Probe Targets Experiments at Hospitals
The Los Angeles County Board of Supervisors ordered health officials Tuesday to review how the county’s six public hospitals oversee experiments on human subjects in the wake of Martin Luther King Jr./Drew Medical Center’s decision last month to halt all such research after federal regulators found dozens of problems with the facility’s procedures.
The motion by Supervisor Yvonne Brathwaite Burke, whose district includes King/Drew, also calls for the county’s director of health services to brief supervisors privately on what, if any, discipline will be meted out for King/Drew’s violations of federal policies meant to protect people who consent to participate in medical research.
Those violations were found by federal investigators last month--at the conclusion of a two-year inquiry--and a day later, King/Drew halted about 250 experiments until the hospital draws up new safeguards, which would be submitted to the Office of Protection from Research Risks in Washington, D.C.
The supervisors’ move came as county health officials conduct their own audit of research and warned that all facilities could have weaknesses in their procedures that may be targeted by newly aggressive federal regulators.
And the president of Drew University--the medical school with which King/Drew is affiliated--said Tuesday he expects the school to form a panel to investigate what led to the current voluntary suspension and added that some problems there were not corrected earlier because of general unfamiliarity with federal requirements.
Drew’s president, Dr. Charles Francis, said that his school has made numerous changes to its policies and hopes to submit its corrective action plan to the national agency by the end of this week.
He said his institution, founded in the wake of the Watts riots, is sensitive to its obligations in the blue-collar, largely uninsured communities it serves. “We want people to be sure and understand that any research done here” is safe, he said. No research subjects were harmed, King/Drew officials have said.
But Francis, who joined Drew 18 months ago, said he himself does not know what specifically prompted the U.S. investigation. The federal agency has confirmed it had an existing investigation but otherwise declined to comment because the case remains open.

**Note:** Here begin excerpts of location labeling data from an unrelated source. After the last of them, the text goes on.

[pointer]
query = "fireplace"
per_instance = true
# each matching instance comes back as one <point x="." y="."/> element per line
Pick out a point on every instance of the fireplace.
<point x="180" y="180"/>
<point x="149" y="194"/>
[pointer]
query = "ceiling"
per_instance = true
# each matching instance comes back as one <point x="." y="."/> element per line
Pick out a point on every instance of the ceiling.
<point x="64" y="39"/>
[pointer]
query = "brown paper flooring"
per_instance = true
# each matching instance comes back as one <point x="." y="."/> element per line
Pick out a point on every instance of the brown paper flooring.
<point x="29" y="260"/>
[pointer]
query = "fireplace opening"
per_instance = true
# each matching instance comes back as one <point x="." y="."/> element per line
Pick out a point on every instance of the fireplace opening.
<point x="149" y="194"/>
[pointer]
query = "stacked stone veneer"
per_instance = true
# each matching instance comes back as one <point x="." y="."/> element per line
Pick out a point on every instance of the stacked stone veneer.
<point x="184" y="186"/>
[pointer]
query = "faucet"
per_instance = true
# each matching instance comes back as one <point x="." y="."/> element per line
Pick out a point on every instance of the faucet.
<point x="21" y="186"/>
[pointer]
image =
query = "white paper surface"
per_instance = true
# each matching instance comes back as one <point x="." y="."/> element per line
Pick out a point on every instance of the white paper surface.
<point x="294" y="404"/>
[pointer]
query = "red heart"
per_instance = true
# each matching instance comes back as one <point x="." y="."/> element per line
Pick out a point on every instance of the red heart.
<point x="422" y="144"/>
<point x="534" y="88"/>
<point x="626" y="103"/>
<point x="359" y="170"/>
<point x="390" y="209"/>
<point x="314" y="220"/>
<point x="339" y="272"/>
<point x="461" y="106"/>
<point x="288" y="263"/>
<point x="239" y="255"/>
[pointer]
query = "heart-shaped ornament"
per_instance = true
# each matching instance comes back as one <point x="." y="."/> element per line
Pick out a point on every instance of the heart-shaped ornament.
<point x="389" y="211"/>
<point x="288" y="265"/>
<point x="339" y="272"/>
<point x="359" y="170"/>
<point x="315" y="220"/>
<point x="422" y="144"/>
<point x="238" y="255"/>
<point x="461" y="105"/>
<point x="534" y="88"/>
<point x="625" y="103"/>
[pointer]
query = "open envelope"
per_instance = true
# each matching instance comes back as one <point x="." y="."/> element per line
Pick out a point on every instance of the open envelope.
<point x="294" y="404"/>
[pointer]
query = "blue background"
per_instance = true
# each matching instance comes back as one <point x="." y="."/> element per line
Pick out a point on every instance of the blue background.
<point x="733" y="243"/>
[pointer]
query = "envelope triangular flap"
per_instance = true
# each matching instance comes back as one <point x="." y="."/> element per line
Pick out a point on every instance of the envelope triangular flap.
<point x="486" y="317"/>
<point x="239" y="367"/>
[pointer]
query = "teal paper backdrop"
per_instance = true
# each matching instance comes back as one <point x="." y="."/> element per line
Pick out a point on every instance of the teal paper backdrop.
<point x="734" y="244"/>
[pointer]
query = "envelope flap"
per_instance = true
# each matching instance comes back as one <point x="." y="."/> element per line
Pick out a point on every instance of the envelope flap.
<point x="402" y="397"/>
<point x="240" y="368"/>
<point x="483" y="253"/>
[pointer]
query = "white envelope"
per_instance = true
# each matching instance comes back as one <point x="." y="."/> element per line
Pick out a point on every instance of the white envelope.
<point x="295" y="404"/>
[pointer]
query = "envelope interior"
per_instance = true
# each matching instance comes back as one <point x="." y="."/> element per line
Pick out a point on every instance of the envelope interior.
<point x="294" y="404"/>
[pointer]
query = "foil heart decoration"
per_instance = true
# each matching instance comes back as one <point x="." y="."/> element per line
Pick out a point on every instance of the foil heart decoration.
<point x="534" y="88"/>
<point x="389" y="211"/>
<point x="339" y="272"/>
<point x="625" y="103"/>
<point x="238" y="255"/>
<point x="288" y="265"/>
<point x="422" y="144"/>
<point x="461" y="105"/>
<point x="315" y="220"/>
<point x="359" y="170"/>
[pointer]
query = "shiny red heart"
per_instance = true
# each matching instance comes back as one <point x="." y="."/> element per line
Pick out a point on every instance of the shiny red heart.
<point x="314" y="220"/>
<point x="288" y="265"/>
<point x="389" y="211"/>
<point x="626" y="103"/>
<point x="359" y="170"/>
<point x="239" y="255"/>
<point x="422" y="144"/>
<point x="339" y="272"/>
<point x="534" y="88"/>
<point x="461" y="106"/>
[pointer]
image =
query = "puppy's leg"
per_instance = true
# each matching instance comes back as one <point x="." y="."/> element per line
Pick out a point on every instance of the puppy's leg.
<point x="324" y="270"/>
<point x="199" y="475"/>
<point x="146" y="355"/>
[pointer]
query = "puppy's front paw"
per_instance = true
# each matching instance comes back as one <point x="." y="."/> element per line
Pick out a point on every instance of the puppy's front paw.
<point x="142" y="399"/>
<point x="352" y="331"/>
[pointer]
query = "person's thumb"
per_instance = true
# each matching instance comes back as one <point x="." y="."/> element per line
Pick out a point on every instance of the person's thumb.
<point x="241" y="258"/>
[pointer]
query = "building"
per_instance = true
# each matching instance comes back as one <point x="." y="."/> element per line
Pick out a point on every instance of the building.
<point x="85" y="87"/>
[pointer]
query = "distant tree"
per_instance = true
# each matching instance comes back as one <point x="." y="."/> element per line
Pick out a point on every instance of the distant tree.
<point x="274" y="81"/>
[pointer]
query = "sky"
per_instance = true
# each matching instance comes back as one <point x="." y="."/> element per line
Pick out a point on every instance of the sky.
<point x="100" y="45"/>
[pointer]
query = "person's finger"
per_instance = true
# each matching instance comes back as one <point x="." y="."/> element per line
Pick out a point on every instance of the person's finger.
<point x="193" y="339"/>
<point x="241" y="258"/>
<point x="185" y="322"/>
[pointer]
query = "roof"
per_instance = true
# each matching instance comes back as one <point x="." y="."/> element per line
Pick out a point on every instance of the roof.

More than a dozen doctors and other medical staff members late last month signed a petition demanding a full accounting of the suspension’s causes and of what impact it will have on the $32-million in federal research grants the institutions receive, about $5 million of which, federal officials say, funds research on humans.
“We believe the current . . . crisis was preventable,” the petition states. “We believe that appropriate recommendations and warnings were transmitted to top university administration officials over the past 12 months or more.” Francis said the board of directors for Drew University will probably create a panel independent of the administration to examine the issue.
He acknowledged that the institution did not move decisively enough to correct the procedural problems, which he blamed on the lack of familiarity on the part of officials, including himself, with the technical requirements of once-obscure federal regulations. “Certainly, we could have been much more thorough in trying to get an understanding of what difficulties were going on,” he said.
Prompted by the voluntary suspension at King/Drew, the county’s health department has launched its own audit of human subject research protections at all county hospitals, said Dr. Donald Thomas, associate director of health services.
“Most of our facilities are pretty good, but all of them have something they’re worried about,” Thomas said. “I think that every research facility in the country has vulnerabilities.”
Thomas said that does not necessarily mean bad research is occurring. Instead, he attributed the vulnerabilities to the Office of Protection from Research Risks’ increasingly aggressive enforcement of long-standing policies designed to ensure that patients and other subjects are fully informed of the risks of experiments and are protected from undue harm.
In the past two years, the office has shut down research at seven facilities, including Duke University and the University of Illinois. It canceled the federal research contract at the Veterans Hospital in West Los Angeles last year, throwing that facility into turmoil.
A scathing 1998 report from the federal department of Health and Human Services found that the legally mandated committees that are supposed to review research on humans--known as institutional review boards--were overwhelmed and dramatically losing effectiveness.
King-Drew’s weaknesses, according to internal documents, included its review board’s being insufficiently staffed, having inadequate facilities and not reviewing all experiments.
“We now appreciate that it’s going to take more resources than are available to the IRB,” Francis said. In response, the board now reports directly to him and is moving to new offices.
Drew has revamped its consent forms--which were not always in the native language of the research subjects--and implemented numerous other changes, Francis said.
Supervisor Burke said Tuesday that she proposed the county review “because I’ve had a real concern with medical research involving humans in the county of Los Angeles.”
She proposed that the county’s Research Oversight Committee--composed of county doctors, medical experts and others--monitor King-Drew’s corrective actions and develop uniform standards for review boards of all county hospitals.
The Research Oversight Committee was formed in 1998 at Burke’s urging after questions were raised about a county doctor’s use of human subjects in AIDS research. The researcher was placed on one month’s administrative leave, but his attorney said he had been made a scapegoat.
Burke Tuesday said the King-Drew situation demonstrated that the county must track research on humans carefully. “We should have some controls on the type of experiments we have going on within the county,” she said.